In this chapter you learn:
- The advantages and disadvantages of shredding and of different shredding
methods (section 11.1)
- How to shred XML data to relational tables using INSERT statements
that contain the XMLTABLE function (section 11.2)
- How to use XML Schema annotations that map and shred XML documents to
relational tables (section 11.3)
11.1 ADVANTAGES AND DISADVANTAGES OF SHREDDING
The concept of XML shredding is illustrated in Figure 11.1. In this example, XML documents with
customer name, address, and phone information are mapped to two relational tables. The documents
can contain multiple phone elements because there is a one-to-many relationship between customers
and phones. Hence, phone numbers are shredded into a separate table. Each repeating element, such
as phone, leads to an additional table in the relational target schema. Suppose the customer
information can also contain multiple email addresses, multiple accounts, a list of most recent
orders, multiple products per order, and other repeating items. The number of tables required in
the relational target schema can increase very quickly. Shredding XML into a large number of tables
can lead to a complex and unnatural fragmentation of your logical business objects that makes
application development difficult and error-prone. Querying the shredded data or reassembling the
original documents may require complex multiway joins.
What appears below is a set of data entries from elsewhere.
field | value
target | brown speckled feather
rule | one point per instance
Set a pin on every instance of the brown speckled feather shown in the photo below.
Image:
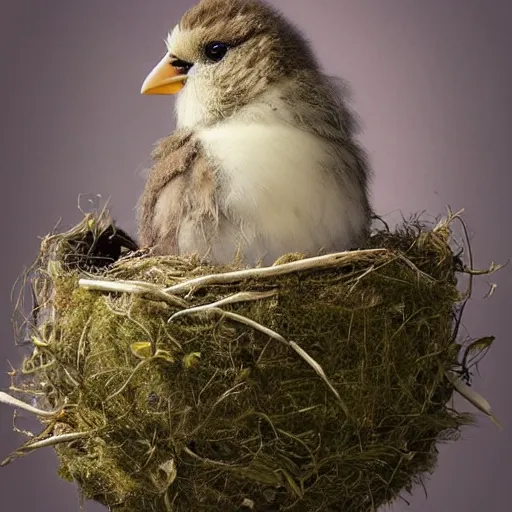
(180, 187)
Figure 11.1 Shredding of an XML document
Depending on the complexity, variability, and purpose of your XML documents, shredding may or
may not be a good option. Table 11.1 summarizes the pros and cons of shredding XML data to
relational tables.
Table 11.1 When Shredding Is and Isn't a Good Option
Shredding Can Be Useful When… |
Shredding Is Not A Good Option When… |
- Incoming XML data is just feeding an existing relational database.
- The XML documents do not represent logical business objects that should be
preserved.
- Your primary goal is to enable existing relational applications to access XML
data.
- You are happy with your relational schema and would like to use it as much as
possible.
- The structure of your XML data is such that it can easily be mapped to
relational tables.
- Your XML format is relatively stable and changes to it are rare.
- You rarely need to reconstruct the shredded documents.
- Querying or updating the data with SQL is more important than insert
performance.
|
- Your XML data is complex and nested, and difficult to map to a relational
schema.
- Mapping your XML format to a relational schema leads to a large number of
tables.
- Your XML Schema is highly variable or tends to change over time.
- Your primary goal is to manage XML documents as intact business objects.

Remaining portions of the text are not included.